Le ministre de l’industrie l’a reconnu d’emblée : « J’aurais préféré venir au lendemain d’une décision tout autre. » Sébastien Martin avait été convié de longue date à un échange avec la secrétaire générale du syndicat, Sophie Binet, jeudi 26 mars, aux Assises CGT du made in France à Pont-de-Claix (Isère).
Le Pont-de-Claix abrite justement la vaste plateforme industrielle où se situait l’usine chimique Vencorex jusqu’en avril 2025, date à laquelle le tribunal des affaires économiques de Lyon a validé la reprise d’une petite partie de ses activités (54 salariés sur 450) par son concurrent chinois Wanhua, mais rejeté le projet, plus ambitieux, de société coopérative d’intérêt collectif porté par des salariés.
Depuis, une nouvelle offre baptisée « Exalia » avait été mise sur pied, portée par un entrepreneur, Olivier Six, et par l’ancienne déléguée CGT de l’usine, Séverine Dejoux, pour produire de l’acide chlorhydrique, de la soude et du chlore liquide de façon décarbonée.
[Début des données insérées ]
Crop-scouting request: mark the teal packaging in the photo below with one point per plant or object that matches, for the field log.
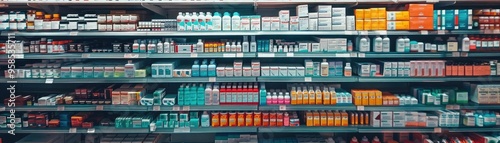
(463, 19)
(449, 17)
(212, 72)
(195, 69)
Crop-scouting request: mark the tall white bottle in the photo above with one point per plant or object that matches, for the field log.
(236, 22)
(202, 21)
(187, 20)
(181, 24)
(208, 21)
(226, 22)
(194, 21)
(217, 22)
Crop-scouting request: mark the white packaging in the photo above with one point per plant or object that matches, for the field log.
(294, 23)
(275, 23)
(303, 23)
(324, 23)
(303, 10)
(266, 23)
(324, 11)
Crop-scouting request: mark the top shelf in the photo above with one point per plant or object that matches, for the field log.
(235, 33)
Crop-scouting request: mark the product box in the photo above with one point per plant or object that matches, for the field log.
(303, 10)
(420, 10)
(324, 11)
(421, 23)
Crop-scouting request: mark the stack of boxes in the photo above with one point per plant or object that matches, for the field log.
(371, 19)
(421, 16)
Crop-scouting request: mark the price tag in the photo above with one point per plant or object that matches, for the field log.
(176, 108)
(156, 108)
(72, 130)
(282, 108)
(228, 55)
(19, 56)
(464, 54)
(85, 55)
(99, 108)
(182, 130)
(185, 108)
(49, 81)
(424, 32)
(360, 108)
(382, 32)
(308, 79)
(437, 130)
(131, 55)
(441, 32)
(73, 33)
(354, 55)
(212, 79)
(194, 55)
(239, 54)
(269, 55)
(91, 130)
(343, 55)
(361, 55)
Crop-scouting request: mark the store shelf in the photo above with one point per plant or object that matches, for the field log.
(305, 129)
(203, 55)
(307, 79)
(427, 79)
(201, 79)
(400, 108)
(305, 107)
(396, 130)
(208, 130)
(206, 108)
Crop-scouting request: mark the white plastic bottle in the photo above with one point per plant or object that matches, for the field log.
(194, 22)
(187, 20)
(199, 46)
(208, 21)
(233, 47)
(324, 68)
(245, 46)
(465, 44)
(202, 22)
(217, 22)
(236, 22)
(226, 22)
(386, 44)
(377, 44)
(238, 47)
(181, 24)
(400, 45)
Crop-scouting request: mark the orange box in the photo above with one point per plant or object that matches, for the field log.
(421, 23)
(241, 119)
(257, 118)
(359, 14)
(422, 10)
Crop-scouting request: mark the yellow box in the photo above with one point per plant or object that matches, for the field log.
(359, 14)
(382, 13)
(367, 24)
(360, 24)
(398, 16)
(367, 14)
(398, 25)
(378, 98)
(373, 13)
(366, 96)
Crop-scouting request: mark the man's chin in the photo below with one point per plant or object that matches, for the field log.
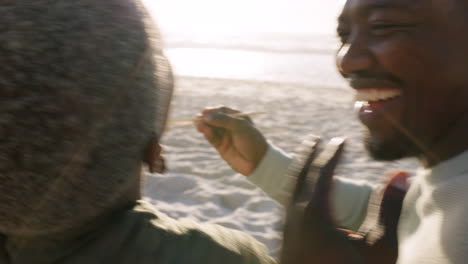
(391, 149)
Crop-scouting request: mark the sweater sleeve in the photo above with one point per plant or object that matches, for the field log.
(349, 197)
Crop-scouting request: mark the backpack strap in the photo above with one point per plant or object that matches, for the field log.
(311, 234)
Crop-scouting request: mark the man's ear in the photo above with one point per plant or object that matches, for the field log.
(152, 156)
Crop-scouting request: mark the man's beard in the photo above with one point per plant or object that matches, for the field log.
(395, 148)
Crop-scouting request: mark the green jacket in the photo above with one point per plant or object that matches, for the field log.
(142, 235)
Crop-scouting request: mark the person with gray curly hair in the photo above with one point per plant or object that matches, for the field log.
(85, 90)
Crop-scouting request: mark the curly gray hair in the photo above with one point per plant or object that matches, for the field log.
(83, 86)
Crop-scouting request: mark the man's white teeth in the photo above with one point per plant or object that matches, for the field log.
(369, 95)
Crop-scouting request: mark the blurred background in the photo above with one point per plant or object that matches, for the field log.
(268, 40)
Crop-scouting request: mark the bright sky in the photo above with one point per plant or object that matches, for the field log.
(246, 16)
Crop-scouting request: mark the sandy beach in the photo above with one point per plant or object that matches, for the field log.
(200, 186)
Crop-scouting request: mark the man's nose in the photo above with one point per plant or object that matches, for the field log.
(354, 57)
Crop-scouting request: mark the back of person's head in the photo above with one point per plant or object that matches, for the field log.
(83, 87)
Or, mercredi 25 mars, ce projet doté de 80 millions d’euros de financement a également été rejeté par le tribunal, qui a préféré acter la cession à un ferrailleur. « Une honte de A à Z sur laquelle toute la lumière doit être faite », a dénoncé Sophie Binet, jeudi, demandant « la mise en place immédiate d’une commission d’enquête sur le scandale Vencorex ».